This is probably not a good time to be a public school teacher in America — and yes, I am deliberately avoiding the term “United States” as a descriptor for that bitterly divided and misled country south of our border.

Best we take a look at the consequences of a general acceptance of the increasing politicization of public education there and make sure the same thing does not happen here.

Just when American educators thought that things could not get any worse, they did.

State officials and elected lawmakers in some states promote book banning — To Kill a Mockingbird, The Handmaids Tale, even The Diary of Anne Frank in one jurisdiction.
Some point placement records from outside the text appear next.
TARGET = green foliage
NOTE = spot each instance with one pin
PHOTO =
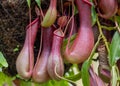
(115, 75)
(49, 83)
(3, 62)
(114, 49)
(85, 73)
(38, 3)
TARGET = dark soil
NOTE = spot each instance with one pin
(14, 18)
(13, 21)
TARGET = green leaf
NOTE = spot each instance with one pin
(29, 3)
(86, 65)
(4, 79)
(114, 54)
(38, 2)
(94, 15)
(3, 61)
(85, 73)
(114, 74)
(73, 73)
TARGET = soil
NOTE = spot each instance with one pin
(13, 21)
(14, 18)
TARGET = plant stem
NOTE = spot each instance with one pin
(102, 35)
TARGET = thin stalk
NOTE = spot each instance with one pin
(103, 37)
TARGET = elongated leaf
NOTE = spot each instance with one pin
(3, 62)
(114, 49)
(73, 73)
(29, 3)
(94, 15)
(49, 83)
(114, 76)
(5, 80)
(38, 2)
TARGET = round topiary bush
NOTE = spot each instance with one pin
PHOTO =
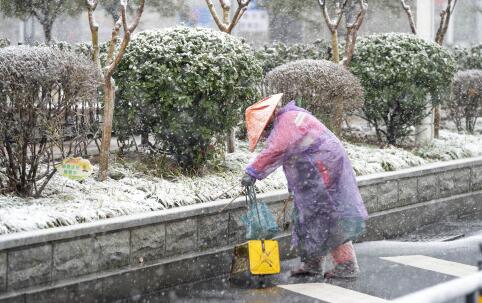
(280, 53)
(466, 100)
(47, 97)
(320, 86)
(468, 58)
(185, 86)
(399, 72)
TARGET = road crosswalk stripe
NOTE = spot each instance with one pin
(331, 293)
(434, 264)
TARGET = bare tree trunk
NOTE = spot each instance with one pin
(231, 141)
(408, 10)
(107, 128)
(47, 28)
(334, 46)
(338, 118)
(227, 26)
(439, 38)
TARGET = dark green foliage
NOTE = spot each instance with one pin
(185, 86)
(318, 86)
(399, 73)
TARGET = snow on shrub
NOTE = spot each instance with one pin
(280, 53)
(318, 85)
(46, 97)
(468, 57)
(186, 86)
(399, 72)
(4, 42)
(466, 100)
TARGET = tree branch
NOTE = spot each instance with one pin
(225, 5)
(352, 30)
(212, 10)
(94, 30)
(113, 40)
(137, 18)
(444, 21)
(242, 7)
(411, 21)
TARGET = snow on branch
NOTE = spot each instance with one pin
(444, 21)
(409, 12)
(225, 25)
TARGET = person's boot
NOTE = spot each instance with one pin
(347, 270)
(346, 264)
(308, 268)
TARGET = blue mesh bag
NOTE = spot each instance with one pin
(259, 221)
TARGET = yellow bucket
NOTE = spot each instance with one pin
(260, 257)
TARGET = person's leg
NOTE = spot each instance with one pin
(346, 265)
(308, 266)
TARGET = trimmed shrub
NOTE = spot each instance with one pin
(468, 58)
(318, 86)
(186, 86)
(399, 73)
(4, 42)
(280, 53)
(466, 100)
(46, 96)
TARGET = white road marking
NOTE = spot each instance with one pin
(331, 293)
(434, 264)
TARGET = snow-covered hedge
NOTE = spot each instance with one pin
(466, 101)
(47, 95)
(317, 85)
(468, 57)
(399, 72)
(279, 53)
(186, 86)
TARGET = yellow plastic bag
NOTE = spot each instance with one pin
(263, 257)
(259, 257)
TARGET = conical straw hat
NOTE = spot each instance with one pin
(258, 116)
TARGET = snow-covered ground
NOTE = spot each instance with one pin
(68, 202)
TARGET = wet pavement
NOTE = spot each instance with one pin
(381, 280)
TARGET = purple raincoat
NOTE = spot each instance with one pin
(328, 208)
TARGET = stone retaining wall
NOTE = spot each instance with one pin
(120, 257)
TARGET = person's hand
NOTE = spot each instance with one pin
(247, 180)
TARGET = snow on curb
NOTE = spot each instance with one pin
(68, 202)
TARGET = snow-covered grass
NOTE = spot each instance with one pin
(68, 202)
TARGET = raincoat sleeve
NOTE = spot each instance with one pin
(282, 136)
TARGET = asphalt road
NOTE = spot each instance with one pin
(389, 269)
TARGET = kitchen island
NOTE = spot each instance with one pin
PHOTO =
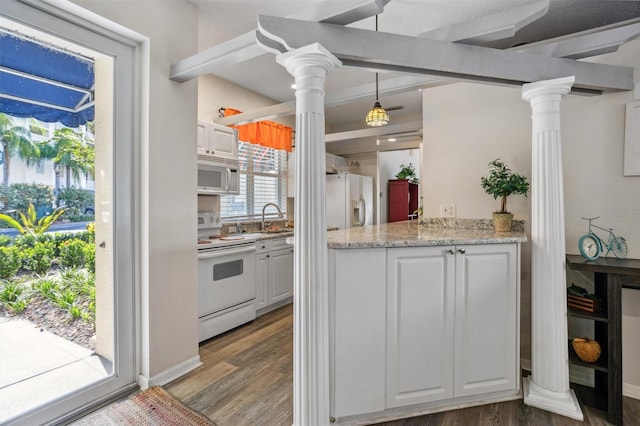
(423, 319)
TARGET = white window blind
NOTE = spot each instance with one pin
(263, 179)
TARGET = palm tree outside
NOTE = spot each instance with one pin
(15, 141)
(69, 150)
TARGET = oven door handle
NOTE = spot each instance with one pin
(228, 252)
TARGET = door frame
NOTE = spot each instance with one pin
(68, 21)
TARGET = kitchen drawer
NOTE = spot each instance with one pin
(267, 245)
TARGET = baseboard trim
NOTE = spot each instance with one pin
(170, 374)
(583, 376)
(632, 391)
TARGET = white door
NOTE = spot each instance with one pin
(115, 148)
(420, 301)
(203, 137)
(281, 274)
(486, 328)
(336, 203)
(223, 141)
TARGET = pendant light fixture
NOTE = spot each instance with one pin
(377, 116)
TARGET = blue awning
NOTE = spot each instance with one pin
(43, 82)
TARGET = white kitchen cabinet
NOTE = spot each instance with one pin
(217, 140)
(452, 322)
(420, 324)
(291, 174)
(486, 346)
(357, 283)
(274, 274)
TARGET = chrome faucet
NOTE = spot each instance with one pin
(280, 215)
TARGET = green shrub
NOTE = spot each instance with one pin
(24, 242)
(76, 201)
(12, 295)
(38, 258)
(28, 221)
(5, 240)
(46, 287)
(72, 253)
(90, 257)
(9, 261)
(17, 196)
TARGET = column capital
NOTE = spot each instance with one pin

Teachers and administrators face politically motivated demands for revisionist history, often accompanied by harassment and threats against school boards and teachers who refuse to bow to these demands.

On top of all this organizational chaos in a system long obsessed by testing, testing and more testing as a substitute for actual progress in education comes the news that, according to a recent National Assessment of Educational Progress, math and reading scores for American nine-year-olds fell between 2020 and 2022 by a level not seen in decades, a foreboding sign of the state of American education two years after the COVID-19 pandemic began.

Even though post-pandemic math and literacy scores have been slipping, however, more significant questions are being asked about core purposes of American public education — namely, the failure of American public education to play a role in stabilizing a now seriously destabilized nation.

Some critics go so far as to ask whether mistakes in prioritizing only those aspects of a child’s education that can be tested may have played a role in the Jan. 6 brainless, misguided, disgraceful, riotous attack on the Capitol and the democracy it once represented.

Why is any of this of interest for Canadian parents, teachers and policy developers in public education? Reason number one would be because it is all way too close for comfort when we see a similar playbook based on the politics of division becoming appealing to the least-thoughtful sectors of our population.

That playbook even seems to be finding a home in some sectors of our own national political framework.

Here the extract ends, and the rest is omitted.